Règlements européens à connaître
En 2026, les entreprises européennes ne peuvent plus se permettre de prendre la gouvernance à la légère. Avec la mise en œuvre complète de la loi européenne sur l’IA, de la loi sur la cyber-résilience (CRA) et de la loi sur les données, le coût des « données désordonnées » est passé d’une taxe sur les performances à une responsabilité juridique.
La loi européenne sur l’IA (le mandat qualité et éthique)
Alors que le Loi européenne sur l’IA entrée en vigueur en 2024, août 2026 est la date limite critique pour la plupart des systèmes d’IA « à haut risque » et des règles de transparence en matière d’IA à usage général (GPAI). Pour les systèmes d’IA « à haut risque », l’article 10 de la loi exige :
- Provenance des données : Vous devez prouver d’où proviennent vos données d’entraînement.
- Atténuation des biais : Surveillance active des ensembles de données « représentatifs » et « sans erreur ».
- Traçabilité : Une « trace écrite » technique de la manière dont les données ont influencé la décision d’un modèle.
D’ici 2026, le parcours documentaire est obligatoire. Le contenu généré par l’IA doit être marqué et étiqueté. Si un auditeur frappe à la porte, vous devriez être en mesure de retracer une décision jusqu’aux données exactes de la formation et aux mesures d’atténuation des biais prises dans le passé.

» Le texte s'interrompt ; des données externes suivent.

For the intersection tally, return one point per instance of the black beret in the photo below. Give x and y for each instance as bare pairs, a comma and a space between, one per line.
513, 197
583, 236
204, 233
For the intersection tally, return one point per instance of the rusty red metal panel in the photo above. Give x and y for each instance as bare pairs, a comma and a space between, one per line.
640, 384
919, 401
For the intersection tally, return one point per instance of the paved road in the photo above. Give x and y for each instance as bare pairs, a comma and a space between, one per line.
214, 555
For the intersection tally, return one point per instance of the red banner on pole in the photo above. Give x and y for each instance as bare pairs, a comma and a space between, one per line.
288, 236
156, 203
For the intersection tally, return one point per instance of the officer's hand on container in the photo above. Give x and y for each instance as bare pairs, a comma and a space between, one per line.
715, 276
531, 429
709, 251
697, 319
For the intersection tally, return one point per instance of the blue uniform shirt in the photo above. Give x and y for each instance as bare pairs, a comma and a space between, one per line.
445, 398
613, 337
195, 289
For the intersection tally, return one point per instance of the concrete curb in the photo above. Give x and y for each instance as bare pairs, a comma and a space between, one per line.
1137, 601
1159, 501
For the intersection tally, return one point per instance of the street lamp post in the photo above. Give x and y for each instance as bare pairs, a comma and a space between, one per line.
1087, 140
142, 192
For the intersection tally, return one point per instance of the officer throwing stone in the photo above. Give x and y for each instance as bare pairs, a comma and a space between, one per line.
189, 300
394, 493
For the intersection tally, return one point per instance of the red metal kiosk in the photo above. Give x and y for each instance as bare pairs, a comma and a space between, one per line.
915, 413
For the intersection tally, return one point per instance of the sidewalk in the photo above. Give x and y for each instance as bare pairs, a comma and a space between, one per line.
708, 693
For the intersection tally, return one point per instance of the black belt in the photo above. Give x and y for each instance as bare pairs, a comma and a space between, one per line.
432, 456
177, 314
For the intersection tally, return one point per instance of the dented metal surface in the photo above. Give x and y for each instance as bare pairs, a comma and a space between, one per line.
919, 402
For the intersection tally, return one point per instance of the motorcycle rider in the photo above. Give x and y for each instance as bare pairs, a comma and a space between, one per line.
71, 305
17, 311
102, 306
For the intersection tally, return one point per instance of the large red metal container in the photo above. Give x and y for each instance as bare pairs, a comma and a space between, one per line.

La loi sur la cyber-résilience (ARC)
Bien que la loi sur l’IA régisse le intelligencele ARC régit le navire. D’ici 2027, tout produit numérique dans l’UE devra porter le marquage CE, prouvant qu’il répond à des normes strictes de cybersécurité. Les fabricants de produits numériques doivent signaler activement les vulnérabilités exploitées à l’ENISA dans les 24 heures. Les entreprises doivent disposer d’une nomenclature logicielle (SBOM) – un inventaire en direct de chaque composant logiciel open source de leur pile. Pour la gouvernance des données, cela signifie :
- Cycles de vie des données sécurisés : Les données ne peuvent être gouvernées si le logiciel qui les gère est vulnérable.
- Divulgation de vulnérabilité : Les entreprises doivent désormais gérer leurs pipelines de données avec la même rigueur de sécurité que leurs transactions financières.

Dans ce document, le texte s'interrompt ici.